Wednesday, May 9, 2012

The Future Of Publishing

This is something that concerns me directly as an author. The digital revolution has taken over in how my own books are doing. Print versions don't seem to sell very well, however my Kindle editions sell very well. Quite often they are on the best seller lists. I would  have to agree with this Huffington Post article that someone made me aware of.

http://www.huffingtonpost.com/john-b-thompson/future-of-books_b_1501182.html?ref=books

     There will be many less physical book stores in the future and there are none within a couple of miles from where I live at. The experience I used to enjoy of walking through the aisles at the nearby bookstore I'm afraid are pretty much gone. I so used to love going through the store and holding various volumes in my hands, flipping pages and doing a bit of reading before making my selection. You can get a little of the same experience at your local Walmart or Kmart but at the same time it isn't the same. They carry on average maybe 100 books, the bookstore of the old days used to carry several thousand books.
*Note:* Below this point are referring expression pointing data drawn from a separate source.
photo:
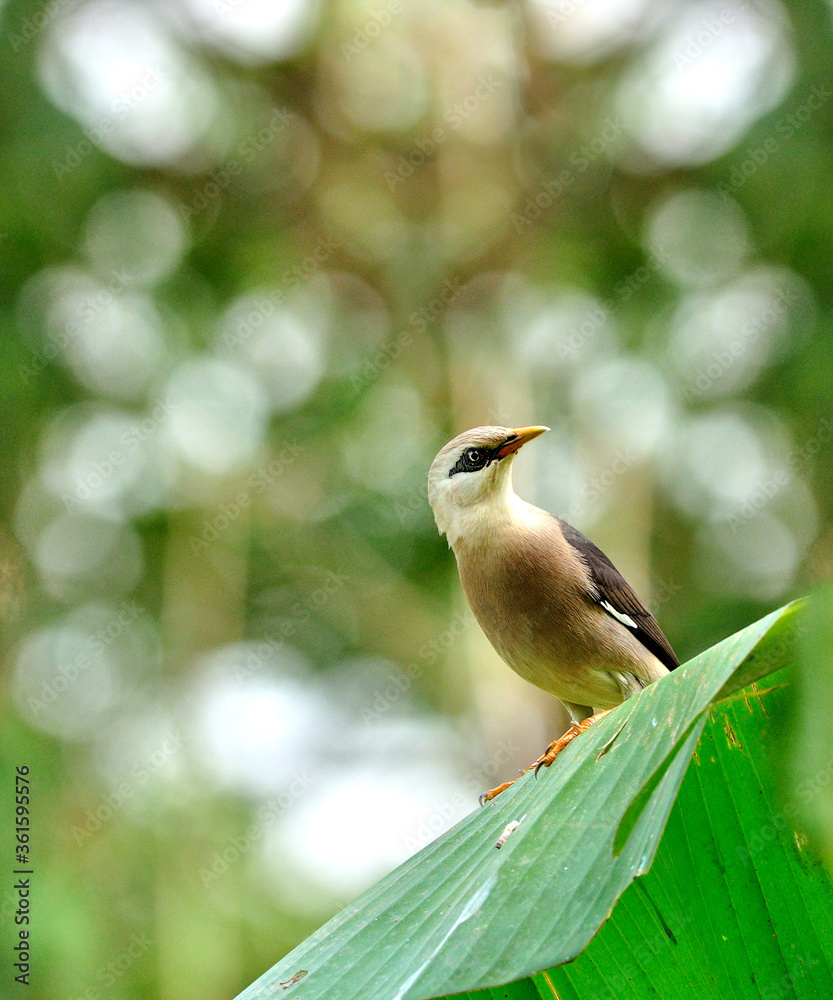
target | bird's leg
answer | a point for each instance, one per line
(555, 748)
(552, 751)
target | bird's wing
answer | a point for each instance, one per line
(617, 597)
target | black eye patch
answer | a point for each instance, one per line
(474, 459)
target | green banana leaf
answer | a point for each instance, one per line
(463, 916)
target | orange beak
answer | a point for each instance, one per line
(518, 438)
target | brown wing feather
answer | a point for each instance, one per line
(615, 589)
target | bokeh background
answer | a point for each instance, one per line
(259, 261)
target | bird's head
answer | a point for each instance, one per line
(471, 475)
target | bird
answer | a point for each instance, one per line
(550, 602)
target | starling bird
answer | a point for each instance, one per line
(551, 603)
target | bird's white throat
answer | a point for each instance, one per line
(476, 523)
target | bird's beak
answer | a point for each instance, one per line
(518, 438)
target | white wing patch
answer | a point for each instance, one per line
(618, 615)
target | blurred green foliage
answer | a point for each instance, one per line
(256, 266)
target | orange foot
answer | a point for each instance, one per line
(552, 751)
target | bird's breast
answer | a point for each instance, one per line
(528, 590)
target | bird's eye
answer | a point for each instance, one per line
(472, 460)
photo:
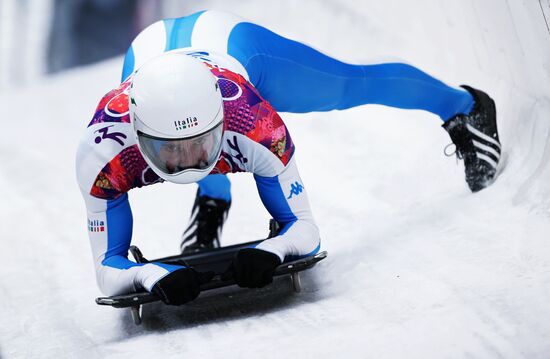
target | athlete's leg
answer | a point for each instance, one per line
(296, 78)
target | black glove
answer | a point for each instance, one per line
(180, 286)
(254, 268)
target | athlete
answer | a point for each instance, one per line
(198, 99)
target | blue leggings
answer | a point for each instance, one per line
(295, 78)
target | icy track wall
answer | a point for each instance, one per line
(518, 78)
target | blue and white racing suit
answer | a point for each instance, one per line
(259, 73)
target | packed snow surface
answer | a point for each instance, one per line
(418, 266)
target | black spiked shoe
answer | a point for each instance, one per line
(205, 226)
(476, 139)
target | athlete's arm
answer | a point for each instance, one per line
(285, 197)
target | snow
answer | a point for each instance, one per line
(418, 266)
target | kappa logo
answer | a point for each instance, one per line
(115, 136)
(295, 189)
(235, 147)
(187, 123)
(96, 226)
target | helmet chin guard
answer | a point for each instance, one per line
(176, 109)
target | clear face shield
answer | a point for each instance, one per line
(173, 156)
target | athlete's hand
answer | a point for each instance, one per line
(180, 286)
(254, 268)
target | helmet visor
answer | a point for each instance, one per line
(172, 156)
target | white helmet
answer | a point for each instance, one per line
(176, 108)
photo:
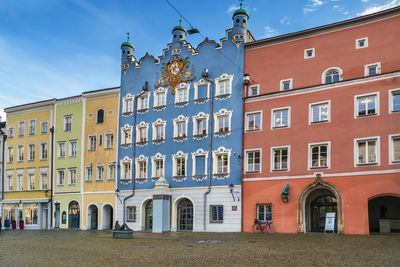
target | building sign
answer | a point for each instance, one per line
(175, 72)
(330, 222)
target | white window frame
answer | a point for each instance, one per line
(273, 127)
(246, 163)
(365, 39)
(127, 109)
(377, 106)
(391, 99)
(223, 78)
(328, 156)
(71, 150)
(42, 123)
(310, 112)
(272, 158)
(377, 141)
(391, 149)
(282, 84)
(247, 114)
(124, 140)
(41, 151)
(340, 71)
(196, 85)
(254, 86)
(306, 56)
(65, 123)
(30, 133)
(70, 170)
(100, 166)
(377, 65)
(162, 123)
(142, 125)
(59, 150)
(111, 174)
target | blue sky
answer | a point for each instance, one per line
(58, 48)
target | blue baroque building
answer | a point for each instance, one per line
(180, 134)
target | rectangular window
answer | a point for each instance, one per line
(21, 128)
(126, 171)
(222, 164)
(60, 177)
(92, 143)
(20, 153)
(32, 127)
(112, 169)
(264, 212)
(395, 147)
(216, 214)
(253, 161)
(44, 181)
(319, 155)
(280, 159)
(31, 181)
(68, 123)
(394, 100)
(254, 121)
(109, 140)
(44, 127)
(319, 112)
(73, 148)
(280, 118)
(72, 176)
(43, 151)
(367, 151)
(131, 214)
(180, 167)
(31, 151)
(61, 150)
(100, 173)
(10, 154)
(366, 105)
(89, 173)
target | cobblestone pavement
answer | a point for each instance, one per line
(98, 248)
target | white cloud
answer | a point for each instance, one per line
(232, 8)
(312, 5)
(269, 32)
(285, 20)
(377, 8)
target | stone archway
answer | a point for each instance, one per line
(325, 189)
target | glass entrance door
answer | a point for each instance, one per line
(185, 215)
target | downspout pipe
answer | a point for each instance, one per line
(210, 134)
(133, 166)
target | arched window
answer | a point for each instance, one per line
(332, 76)
(100, 116)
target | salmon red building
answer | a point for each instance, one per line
(322, 127)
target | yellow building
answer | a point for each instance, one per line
(27, 181)
(100, 156)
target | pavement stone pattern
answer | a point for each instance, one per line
(98, 248)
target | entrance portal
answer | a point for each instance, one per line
(384, 214)
(148, 223)
(93, 215)
(185, 215)
(73, 215)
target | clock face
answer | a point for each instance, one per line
(174, 68)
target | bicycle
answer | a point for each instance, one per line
(260, 227)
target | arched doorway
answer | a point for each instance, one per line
(93, 216)
(185, 215)
(314, 202)
(148, 215)
(384, 214)
(107, 217)
(73, 215)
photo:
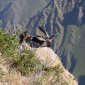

There was also an ambiance that is completely missing at your local Walmart or Kmart. That is what I miss more than anything I think.

     What probably did more than anything to create the dearth of local bookstores is the ease with getting your books just about anywhere you can be at. From what a fellow told me once was floating down the Nile river and they downloaded a book that they started to read. While I live in a city with little unsecured Wi-Fi it's still pretty easy to connect my Kindle up to the computer and download books just about whenever I want. When I seen how easy it was to do I knew where the print publishing industry was headed in the future. I even have an app on my Blackberry that I do most of rough drafts on for reading Kindle editions.

     Some of the best sellers have 80% pulp rates for their print editions from what I understand. That means that they are not being read, they are getting turned into new books. That's incredible! In fact, some small publishers won't do print editions from what I understand. Oh, print won't go away completely I'm sure. It will become an even smaller portion of the book market though in the future.

   

1 comment:

  1. Print won't go away, but mass-market 'pulp' books aren't sensible, or profitable, either, today. There will be bookstores, but they'll carry coffee table books, collector's editions and have a POD machine in the back room for those books you love that you also want to add to the library you'll will to a grandkid. That's been known since the EPA said no more extensions on pulp mill cleanup and the forest service said no automatic clearcutting permit renewals. That was at the beginning of the 80's.

    The corp publishers had slow change to very profitable e-pub, which they did intend and do price 'equal' to print books, when they purchased the financially strapped trad publishers, at that time.